Sequencing Run QC Triage
What you'll learn
~35 min- Build a sequencing run QC triage dashboard with a single AI prompt
- Parse Illumina run metrics CSV and flag lanes that fail quality thresholds using Chart.js
- Troubleshoot common issues with CSV parsing, Chart.js rendering, and threshold logic
- Customize the dashboard with facility-specific thresholds, multi-run comparison, or exportable reports
What you’re building
A sequencing run finishes at 2 AM. By the time the facility opens at 8, someone needs to know whether the data is usable or whether lanes need to be re-run. Right now that means opening the Illumina run folder, pulling up InterOp files or BaseSpace, scrolling through metrics tables, and mentally checking each lane against thresholds. It takes 15-20 minutes per run, and it is easy to miss a borderline lane when you are triaging three runs from the weekend.
You are going to build a tool that does this triage in under one second. Upload the run stats CSV, and the dashboard instantly flags every lane that fails QC thresholds — with color-coded pass/fail badges, Chart.js bar charts for visual comparison, and a downloadable summary you can email to the PI before they even ask.
Core facility staff who manage Illumina sequencers spend the first hour of every Monday triaging weekend runs. A dashboard that reads the CSV and flags failures immediately means you walk in, upload, and know in seconds which PIs need a heads-up and which runs are ready for downstream analysis. That hour becomes five minutes.
The finished tool is a standalone QC triage dashboard that runs entirely in the browser. Drop a run stats CSV onto the page, and it parses every lane, compares metrics against configurable thresholds, flags failures, and renders Chart.js bar charts so you can visually spot outliers.
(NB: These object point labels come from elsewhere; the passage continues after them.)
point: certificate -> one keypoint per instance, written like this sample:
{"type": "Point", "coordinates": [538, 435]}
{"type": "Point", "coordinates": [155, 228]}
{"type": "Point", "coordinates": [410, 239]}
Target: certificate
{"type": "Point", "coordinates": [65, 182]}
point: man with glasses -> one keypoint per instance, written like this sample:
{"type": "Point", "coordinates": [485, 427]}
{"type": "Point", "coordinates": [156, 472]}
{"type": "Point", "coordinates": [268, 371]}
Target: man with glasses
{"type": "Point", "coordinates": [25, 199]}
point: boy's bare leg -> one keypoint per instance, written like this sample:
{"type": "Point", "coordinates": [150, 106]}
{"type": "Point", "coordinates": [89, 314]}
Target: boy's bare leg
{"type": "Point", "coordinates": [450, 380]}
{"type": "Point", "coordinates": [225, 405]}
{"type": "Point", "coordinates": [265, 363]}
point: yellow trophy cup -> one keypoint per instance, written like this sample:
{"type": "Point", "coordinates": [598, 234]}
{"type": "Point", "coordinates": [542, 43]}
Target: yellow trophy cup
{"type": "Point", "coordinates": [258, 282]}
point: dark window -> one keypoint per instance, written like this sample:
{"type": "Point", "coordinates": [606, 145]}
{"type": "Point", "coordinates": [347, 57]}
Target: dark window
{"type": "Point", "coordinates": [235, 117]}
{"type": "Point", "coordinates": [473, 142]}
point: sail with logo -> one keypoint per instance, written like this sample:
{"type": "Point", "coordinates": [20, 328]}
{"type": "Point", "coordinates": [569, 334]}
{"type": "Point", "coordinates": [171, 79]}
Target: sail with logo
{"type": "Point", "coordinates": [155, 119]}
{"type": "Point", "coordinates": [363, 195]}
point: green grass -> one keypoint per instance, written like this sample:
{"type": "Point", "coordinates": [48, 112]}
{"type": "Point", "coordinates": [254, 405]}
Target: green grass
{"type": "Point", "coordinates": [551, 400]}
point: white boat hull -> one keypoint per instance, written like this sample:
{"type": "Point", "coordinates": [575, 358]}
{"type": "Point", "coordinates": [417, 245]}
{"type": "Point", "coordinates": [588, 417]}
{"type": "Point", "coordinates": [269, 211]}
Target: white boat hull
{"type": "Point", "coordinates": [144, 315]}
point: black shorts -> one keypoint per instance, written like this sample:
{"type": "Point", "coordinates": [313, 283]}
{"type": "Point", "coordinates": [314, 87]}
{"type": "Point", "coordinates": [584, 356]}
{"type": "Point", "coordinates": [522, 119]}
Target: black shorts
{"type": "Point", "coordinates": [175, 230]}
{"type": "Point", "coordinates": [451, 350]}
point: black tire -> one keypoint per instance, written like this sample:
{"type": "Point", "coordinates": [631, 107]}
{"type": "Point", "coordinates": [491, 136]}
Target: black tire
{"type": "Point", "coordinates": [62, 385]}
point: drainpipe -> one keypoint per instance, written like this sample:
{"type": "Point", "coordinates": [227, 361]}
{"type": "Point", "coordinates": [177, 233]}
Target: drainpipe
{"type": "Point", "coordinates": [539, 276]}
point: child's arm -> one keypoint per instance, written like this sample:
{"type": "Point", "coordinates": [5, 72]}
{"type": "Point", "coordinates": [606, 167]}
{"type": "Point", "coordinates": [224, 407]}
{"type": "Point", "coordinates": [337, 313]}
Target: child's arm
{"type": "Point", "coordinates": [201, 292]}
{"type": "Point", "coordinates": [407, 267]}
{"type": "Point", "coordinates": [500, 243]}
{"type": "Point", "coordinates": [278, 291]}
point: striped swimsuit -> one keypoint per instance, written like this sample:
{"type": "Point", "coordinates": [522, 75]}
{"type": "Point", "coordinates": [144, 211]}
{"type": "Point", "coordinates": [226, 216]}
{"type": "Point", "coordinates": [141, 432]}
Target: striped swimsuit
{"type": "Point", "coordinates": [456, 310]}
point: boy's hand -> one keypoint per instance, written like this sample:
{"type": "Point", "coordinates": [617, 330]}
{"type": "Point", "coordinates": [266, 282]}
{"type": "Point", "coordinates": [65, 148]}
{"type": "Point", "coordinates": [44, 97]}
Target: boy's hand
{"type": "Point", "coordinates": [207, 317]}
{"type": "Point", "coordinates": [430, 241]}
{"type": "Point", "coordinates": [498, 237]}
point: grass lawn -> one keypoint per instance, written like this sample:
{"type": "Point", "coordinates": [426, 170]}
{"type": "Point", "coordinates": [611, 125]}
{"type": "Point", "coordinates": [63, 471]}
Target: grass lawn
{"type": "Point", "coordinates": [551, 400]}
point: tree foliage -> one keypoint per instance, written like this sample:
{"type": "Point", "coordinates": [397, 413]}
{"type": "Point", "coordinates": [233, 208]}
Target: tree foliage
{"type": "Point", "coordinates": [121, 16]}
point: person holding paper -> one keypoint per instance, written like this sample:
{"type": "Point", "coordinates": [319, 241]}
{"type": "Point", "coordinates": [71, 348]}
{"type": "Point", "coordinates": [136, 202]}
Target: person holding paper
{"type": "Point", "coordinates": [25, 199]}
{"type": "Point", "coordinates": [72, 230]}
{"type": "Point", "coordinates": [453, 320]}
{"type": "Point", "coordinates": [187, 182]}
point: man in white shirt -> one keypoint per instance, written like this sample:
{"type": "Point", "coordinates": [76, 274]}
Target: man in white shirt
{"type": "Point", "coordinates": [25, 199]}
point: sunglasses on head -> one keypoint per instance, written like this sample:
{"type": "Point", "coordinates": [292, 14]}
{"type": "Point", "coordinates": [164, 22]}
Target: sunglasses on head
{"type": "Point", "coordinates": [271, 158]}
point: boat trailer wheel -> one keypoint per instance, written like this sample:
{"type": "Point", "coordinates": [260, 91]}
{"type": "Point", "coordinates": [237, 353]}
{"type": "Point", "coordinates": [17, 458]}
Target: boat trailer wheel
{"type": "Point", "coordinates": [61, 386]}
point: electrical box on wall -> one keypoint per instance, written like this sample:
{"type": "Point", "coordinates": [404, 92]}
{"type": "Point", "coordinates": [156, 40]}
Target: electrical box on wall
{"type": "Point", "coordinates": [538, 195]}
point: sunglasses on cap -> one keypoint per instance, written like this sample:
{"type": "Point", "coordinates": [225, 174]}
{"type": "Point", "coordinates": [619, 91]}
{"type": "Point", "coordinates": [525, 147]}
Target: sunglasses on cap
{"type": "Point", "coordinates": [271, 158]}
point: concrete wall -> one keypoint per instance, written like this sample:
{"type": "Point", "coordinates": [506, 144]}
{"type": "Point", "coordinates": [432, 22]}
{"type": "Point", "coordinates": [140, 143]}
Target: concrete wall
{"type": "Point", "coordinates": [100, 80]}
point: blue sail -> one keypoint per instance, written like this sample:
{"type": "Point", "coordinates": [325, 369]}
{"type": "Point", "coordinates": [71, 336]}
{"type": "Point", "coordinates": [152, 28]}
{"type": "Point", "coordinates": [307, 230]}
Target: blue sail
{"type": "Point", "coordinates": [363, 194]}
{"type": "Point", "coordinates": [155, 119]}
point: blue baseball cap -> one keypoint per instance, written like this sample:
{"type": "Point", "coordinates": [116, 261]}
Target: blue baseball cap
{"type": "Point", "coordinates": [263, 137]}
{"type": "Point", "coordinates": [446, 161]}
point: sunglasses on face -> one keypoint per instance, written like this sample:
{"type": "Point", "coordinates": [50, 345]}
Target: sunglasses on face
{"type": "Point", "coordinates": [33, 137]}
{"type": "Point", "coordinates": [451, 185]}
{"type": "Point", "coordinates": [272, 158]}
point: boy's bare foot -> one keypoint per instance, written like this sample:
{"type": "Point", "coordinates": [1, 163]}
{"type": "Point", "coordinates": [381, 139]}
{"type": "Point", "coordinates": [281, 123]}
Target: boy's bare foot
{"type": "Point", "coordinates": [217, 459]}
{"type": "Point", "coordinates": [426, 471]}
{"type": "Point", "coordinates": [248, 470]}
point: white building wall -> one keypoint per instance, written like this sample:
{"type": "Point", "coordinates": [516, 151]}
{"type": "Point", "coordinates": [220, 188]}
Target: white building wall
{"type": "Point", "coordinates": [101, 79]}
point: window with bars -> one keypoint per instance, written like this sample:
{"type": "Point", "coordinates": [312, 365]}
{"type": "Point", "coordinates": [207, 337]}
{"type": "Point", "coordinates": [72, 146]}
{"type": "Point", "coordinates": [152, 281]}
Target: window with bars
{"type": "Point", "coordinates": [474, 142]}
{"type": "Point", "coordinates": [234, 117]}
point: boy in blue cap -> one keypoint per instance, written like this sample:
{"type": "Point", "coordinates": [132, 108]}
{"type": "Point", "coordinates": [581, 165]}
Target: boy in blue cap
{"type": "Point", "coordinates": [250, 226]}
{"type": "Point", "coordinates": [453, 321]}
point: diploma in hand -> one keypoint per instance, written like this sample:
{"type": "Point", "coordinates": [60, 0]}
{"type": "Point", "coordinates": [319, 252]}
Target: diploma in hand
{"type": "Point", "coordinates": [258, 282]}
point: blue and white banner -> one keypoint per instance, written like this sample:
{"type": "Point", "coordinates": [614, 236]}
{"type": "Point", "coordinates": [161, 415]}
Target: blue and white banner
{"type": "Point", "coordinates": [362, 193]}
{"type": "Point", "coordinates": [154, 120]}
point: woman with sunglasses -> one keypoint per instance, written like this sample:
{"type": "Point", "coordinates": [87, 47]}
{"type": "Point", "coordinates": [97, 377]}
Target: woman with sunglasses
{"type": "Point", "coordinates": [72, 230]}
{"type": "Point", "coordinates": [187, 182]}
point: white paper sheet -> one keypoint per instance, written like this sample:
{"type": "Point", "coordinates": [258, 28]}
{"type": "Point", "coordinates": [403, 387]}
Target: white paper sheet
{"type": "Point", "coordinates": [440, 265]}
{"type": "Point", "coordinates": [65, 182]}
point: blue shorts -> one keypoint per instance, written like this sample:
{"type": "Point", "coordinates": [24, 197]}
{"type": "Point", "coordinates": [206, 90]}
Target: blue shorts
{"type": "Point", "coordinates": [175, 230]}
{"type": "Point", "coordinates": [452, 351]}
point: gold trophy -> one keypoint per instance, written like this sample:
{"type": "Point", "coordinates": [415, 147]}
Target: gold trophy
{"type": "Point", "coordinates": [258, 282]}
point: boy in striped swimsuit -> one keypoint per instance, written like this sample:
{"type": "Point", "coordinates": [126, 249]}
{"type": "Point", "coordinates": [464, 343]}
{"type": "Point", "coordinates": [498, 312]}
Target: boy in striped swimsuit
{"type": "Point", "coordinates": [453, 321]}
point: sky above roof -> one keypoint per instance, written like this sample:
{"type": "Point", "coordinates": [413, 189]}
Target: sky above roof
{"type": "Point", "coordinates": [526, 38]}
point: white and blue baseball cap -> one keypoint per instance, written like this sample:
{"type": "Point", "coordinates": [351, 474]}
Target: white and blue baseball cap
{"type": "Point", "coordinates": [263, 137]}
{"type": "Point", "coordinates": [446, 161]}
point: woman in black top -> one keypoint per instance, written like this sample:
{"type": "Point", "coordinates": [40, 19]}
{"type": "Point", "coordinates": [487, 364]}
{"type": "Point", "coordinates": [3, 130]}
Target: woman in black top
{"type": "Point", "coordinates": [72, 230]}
No server, no LIMS integration, no installation — one HTML file on the shared drive.
Upload → parse → compare against thresholds → flag outliers → chart results. This is the same pattern used in environmental monitoring dashboards, manufacturing QC systems, and clinical lab result flagging. The techniques transfer anywhere you need to check numbers against pass/fail criteria.
🔍Domain Primer: Key terms you'll see in this lesson
New to sequencing QC? Here are the terms you’ll encounter:
- Reads PF (Passing Filter) — The number of sequencing reads that pass Illumina’s internal quality filter. Measured in millions (M). Low numbers mean the run underperformed and you may not have enough data for analysis.
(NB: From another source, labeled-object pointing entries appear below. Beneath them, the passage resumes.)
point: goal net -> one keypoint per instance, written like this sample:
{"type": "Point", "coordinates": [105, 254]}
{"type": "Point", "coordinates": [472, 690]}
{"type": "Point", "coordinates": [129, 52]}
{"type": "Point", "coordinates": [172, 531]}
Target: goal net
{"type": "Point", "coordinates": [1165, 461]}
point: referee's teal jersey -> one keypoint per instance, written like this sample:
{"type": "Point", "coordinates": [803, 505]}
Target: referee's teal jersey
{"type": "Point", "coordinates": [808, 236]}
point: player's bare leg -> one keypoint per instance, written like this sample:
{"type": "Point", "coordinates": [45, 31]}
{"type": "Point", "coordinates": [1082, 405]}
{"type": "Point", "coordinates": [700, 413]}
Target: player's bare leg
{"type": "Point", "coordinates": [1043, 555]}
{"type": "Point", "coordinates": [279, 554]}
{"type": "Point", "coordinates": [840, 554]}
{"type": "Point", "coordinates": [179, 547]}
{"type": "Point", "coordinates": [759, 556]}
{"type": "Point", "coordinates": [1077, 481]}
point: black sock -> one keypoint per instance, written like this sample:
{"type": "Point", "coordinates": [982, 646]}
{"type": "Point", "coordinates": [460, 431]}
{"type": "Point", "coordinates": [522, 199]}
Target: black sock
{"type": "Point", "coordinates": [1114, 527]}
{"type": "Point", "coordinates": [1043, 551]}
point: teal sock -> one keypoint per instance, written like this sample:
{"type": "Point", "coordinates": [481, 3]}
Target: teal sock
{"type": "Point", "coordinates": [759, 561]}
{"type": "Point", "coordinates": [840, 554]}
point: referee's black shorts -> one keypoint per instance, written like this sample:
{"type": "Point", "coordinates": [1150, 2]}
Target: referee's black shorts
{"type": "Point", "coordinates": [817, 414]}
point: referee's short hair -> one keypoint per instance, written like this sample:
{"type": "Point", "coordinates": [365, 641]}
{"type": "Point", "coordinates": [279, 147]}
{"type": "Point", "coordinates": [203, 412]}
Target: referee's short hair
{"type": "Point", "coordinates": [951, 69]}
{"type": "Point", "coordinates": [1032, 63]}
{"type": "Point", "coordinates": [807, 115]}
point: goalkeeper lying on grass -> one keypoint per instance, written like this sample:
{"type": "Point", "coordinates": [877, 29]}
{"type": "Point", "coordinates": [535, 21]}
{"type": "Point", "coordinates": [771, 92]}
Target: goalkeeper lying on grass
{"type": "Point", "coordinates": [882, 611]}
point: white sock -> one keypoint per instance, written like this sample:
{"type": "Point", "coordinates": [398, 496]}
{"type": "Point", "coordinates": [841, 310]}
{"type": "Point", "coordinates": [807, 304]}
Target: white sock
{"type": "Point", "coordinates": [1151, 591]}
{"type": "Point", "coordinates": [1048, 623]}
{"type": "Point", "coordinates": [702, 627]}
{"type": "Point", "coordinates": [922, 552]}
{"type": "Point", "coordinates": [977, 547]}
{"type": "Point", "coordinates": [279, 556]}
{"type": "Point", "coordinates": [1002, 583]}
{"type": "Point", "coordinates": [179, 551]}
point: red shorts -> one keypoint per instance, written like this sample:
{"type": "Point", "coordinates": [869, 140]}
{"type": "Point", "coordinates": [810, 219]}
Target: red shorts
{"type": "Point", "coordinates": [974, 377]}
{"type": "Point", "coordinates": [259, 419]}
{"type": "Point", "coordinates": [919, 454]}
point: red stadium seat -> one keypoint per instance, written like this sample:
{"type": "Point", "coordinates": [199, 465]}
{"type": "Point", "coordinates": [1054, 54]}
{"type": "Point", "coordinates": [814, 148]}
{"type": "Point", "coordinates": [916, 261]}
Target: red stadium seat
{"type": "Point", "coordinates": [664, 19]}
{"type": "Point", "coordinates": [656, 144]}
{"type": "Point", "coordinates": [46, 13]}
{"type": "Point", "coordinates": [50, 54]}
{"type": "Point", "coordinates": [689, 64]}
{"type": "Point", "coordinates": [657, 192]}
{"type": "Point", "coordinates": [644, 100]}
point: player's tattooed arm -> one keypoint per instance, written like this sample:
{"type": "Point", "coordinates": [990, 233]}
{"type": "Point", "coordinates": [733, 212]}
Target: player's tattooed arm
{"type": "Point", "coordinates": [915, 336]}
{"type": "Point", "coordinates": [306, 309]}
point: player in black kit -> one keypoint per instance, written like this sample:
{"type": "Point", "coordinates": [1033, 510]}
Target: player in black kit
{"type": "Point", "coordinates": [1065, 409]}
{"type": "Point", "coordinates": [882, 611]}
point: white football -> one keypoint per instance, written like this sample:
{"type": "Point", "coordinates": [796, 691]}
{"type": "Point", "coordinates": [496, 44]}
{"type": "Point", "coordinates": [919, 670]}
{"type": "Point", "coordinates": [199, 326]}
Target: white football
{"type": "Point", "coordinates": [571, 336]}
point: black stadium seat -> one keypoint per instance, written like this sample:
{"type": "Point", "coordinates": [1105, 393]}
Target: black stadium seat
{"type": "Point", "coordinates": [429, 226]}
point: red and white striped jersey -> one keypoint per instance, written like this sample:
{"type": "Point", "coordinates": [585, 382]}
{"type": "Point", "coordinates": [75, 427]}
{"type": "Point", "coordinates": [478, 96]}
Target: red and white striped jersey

- %Q30 — The percentage of bases with a quality score of 30 or higher, meaning less than 1-in-1000 chance of error. Industry standard is above 80% for most applications. Below 80% means noisy data.
- Mean Quality Score — The average Phred quality score across all bases in a lane. Should be above 30 for good runs. Scores below 30 indicate degraded chemistry or loading issues.
- Cluster Density (K/mm²) — How many clusters formed per square millimeter on the flowcell. Too low means under-loading (wasted capacity). Too high means over-loading (clusters overlap, quality drops).
- Error Rate (%) — The percentage of bases that differ from the PhiX control spike-in. Healthy runs show under 1%, and anything above 2% suggests a chemistry or imaging problem.
- Phasing / Prephasing — The percentage of molecules in a cluster that fall behind (phasing) or jump ahead (prephasing) during sequencing cycles. High values indicate chemistry degradation. Typical values are under 0.25%.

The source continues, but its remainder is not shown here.